Now me, I do not feel fully clothed walking around cities without my backpack, in which I have money, bus tickets, bottled water, mints, chocolate, an MP3 player, pencils, my notebook, some other light reading material in case I get stuck on a desert island by accident, etc., etc., etc.
On this particular occasion my backpack also contained some other stuff which I had not bothered to put away in my regular luggage, which were still in there from the plane flight, such as for instance toiletries.
It turns out that when you walk into the Tate Modern, after the guys who open your bag and look at all your stuff and go “hmm” and say “that’s fine, miss”, there is also a metal-detector of some kind. And when I walked through it, it went off, thanks to something in the backpack.
Whereupon the guard sitting there called over another guard, “to figure out exactly what set it off”, so that they began going through my entire collection of not-cleared-out-since-1982 rubbish; laying it out neatly on the floor; passing it through the detector to see if anything interesting happened; and commenting, mostly politely, but occasionally with a faint note of incredulity, on the fact that, yes, I do inexplicably have in my bag old candy wrappers and expired bus transfers.

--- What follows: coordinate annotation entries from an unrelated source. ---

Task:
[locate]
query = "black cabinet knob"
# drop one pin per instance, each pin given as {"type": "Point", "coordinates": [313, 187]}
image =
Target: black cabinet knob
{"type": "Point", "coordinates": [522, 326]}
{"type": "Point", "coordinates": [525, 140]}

I’m here to tell you that you haven’t lived until you’ve had a burly British man say “maybe it’s this, then?” and pass your deodorant through a metal detector, in full view of the smirking masses.
Here’s the kicker: we never did figure out what was responsible. After a full-scale inventory of my stuff, they put everything back in the bag and passed it through again and the detector DID NOT GO OFF.
“Sorry about that, then,” said the older guard. “It’s amber alert, you know.”